The cellular origin of prostate cancer, which has remained a mystery to the scientific community, lost some of its enigmatic charisma this year, as a scientific group led by Dr. Jung Wook Park at UCLA released a study that shed some light on the intricacies of prostate cancer development and progression. Park and his colleagues aimed to resolve a decades-long debate by identifying the cell of origin of prostate cancer, and considering many different cell types make up the prostate, this was no easy task.
Identifying these cells could help scientists develop more targeted, aggressive treatments for prostate cancer and hopefully save countless lives in the medical field.
Prostate cancer is the most common cancer in the world among men and the sixth leading cause of death, affecting the prostate, a gland found solely in the male reproductive system. This type of cancer can be highly aggressive, often spreading to bones and lymph nodes, and is of significant concern because it shows few symptoms in its initial stages, making it extremely difficult to diagnose before it becomes destructive.
Like all cancers, prostate cancer is just a form of uncontrolled cell growth; if a prostate cell is exposed to a condition that stops it from regulating its growth, it may begin to divide uncontrollably, leading to tumors and the damaging conditions associated with cancers.
Among prostate cancer researchers, the ongoing debate on which prostate cells actually initiate cancerous growth has been narrowed down to two cell types: basal epithelial cells and luminal cells. Interestingly, cancerous cells in prostate tumors appear to have a “luminal phenotype,” or display characteristics similar to luminal cells, but scientists have never been able to transform human luminal cells into effective cancer cells, only basal cells.
This strange phenomenon has led scientists in the field to believe that basal cells are the only type of prostate cells that can initiate tumor growth and the progression of prostate cancer.

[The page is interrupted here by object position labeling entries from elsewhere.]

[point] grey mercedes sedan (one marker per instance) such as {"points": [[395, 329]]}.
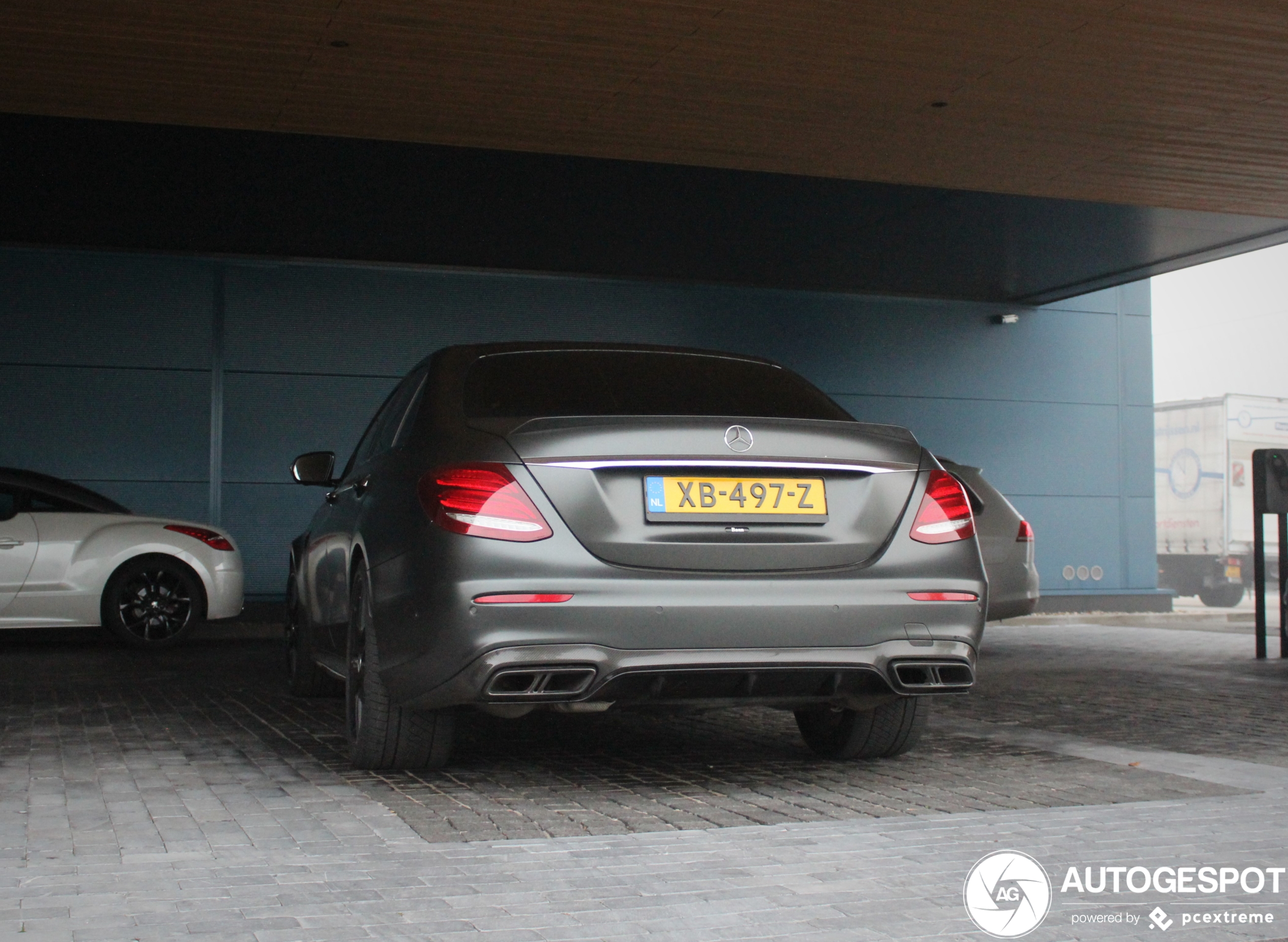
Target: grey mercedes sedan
{"points": [[588, 528]]}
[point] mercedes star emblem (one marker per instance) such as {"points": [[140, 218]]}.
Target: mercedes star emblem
{"points": [[738, 438]]}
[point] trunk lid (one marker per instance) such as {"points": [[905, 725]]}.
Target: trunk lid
{"points": [[595, 469]]}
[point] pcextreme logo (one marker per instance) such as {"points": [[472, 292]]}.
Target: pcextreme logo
{"points": [[1008, 893]]}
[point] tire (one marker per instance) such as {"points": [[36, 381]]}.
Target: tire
{"points": [[840, 734], [154, 602], [304, 677], [382, 734], [1223, 596]]}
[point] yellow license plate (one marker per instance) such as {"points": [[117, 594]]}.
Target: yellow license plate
{"points": [[702, 499]]}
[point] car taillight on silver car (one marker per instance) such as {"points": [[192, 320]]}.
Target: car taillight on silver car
{"points": [[482, 500]]}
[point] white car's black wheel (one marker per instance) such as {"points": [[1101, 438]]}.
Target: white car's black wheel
{"points": [[154, 602], [382, 734], [304, 677], [840, 734]]}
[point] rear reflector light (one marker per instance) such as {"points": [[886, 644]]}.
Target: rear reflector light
{"points": [[945, 513], [208, 537], [481, 500]]}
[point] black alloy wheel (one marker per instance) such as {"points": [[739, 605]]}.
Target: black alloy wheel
{"points": [[152, 602], [382, 734], [888, 730]]}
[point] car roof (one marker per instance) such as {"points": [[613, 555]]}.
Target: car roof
{"points": [[478, 351], [57, 487]]}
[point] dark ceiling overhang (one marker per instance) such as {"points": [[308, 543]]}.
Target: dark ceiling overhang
{"points": [[123, 186]]}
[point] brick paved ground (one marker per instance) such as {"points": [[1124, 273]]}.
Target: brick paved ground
{"points": [[185, 794]]}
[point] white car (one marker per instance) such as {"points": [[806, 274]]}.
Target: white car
{"points": [[71, 557]]}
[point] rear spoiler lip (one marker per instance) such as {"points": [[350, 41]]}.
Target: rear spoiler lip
{"points": [[841, 464]]}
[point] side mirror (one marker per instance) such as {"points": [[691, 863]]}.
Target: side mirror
{"points": [[315, 468]]}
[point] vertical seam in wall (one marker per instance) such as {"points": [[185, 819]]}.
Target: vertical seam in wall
{"points": [[1124, 543], [217, 397]]}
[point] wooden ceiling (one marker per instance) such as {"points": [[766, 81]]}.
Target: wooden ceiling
{"points": [[1174, 103]]}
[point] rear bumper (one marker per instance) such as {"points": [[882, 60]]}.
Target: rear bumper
{"points": [[590, 674]]}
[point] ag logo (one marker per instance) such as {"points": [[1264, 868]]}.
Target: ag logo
{"points": [[1008, 895]]}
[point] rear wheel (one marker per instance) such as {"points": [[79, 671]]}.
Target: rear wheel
{"points": [[306, 678], [382, 734], [1223, 596], [840, 734], [152, 602]]}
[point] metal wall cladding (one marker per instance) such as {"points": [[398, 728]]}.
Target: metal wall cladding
{"points": [[1046, 406], [106, 309]]}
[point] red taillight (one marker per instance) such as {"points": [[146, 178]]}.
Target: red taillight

To test this theory, Park and the authors designed a study in which they used a lentivirus, a type of virus that we can pack genetic information of our choosing into and then infect specific cells, to transfer two specific types of oncogenes, or cancer-causing genes, into both basal cells and luminal cells. Through a process called transduction, the virus was able to inject these cancer-causing genes of interest into luminal and basal cells, where these genes incorporated themselves into the cell’s genetic material, and could initiate cancer progression.
The researchers performed this part of the experiment to determine if both types of cells could be converted to cancer-causing agents, and were able to verify that both luminal and basal cells could become cancerous through the presence of a fluorescent marker that the virus also transferred to the cell.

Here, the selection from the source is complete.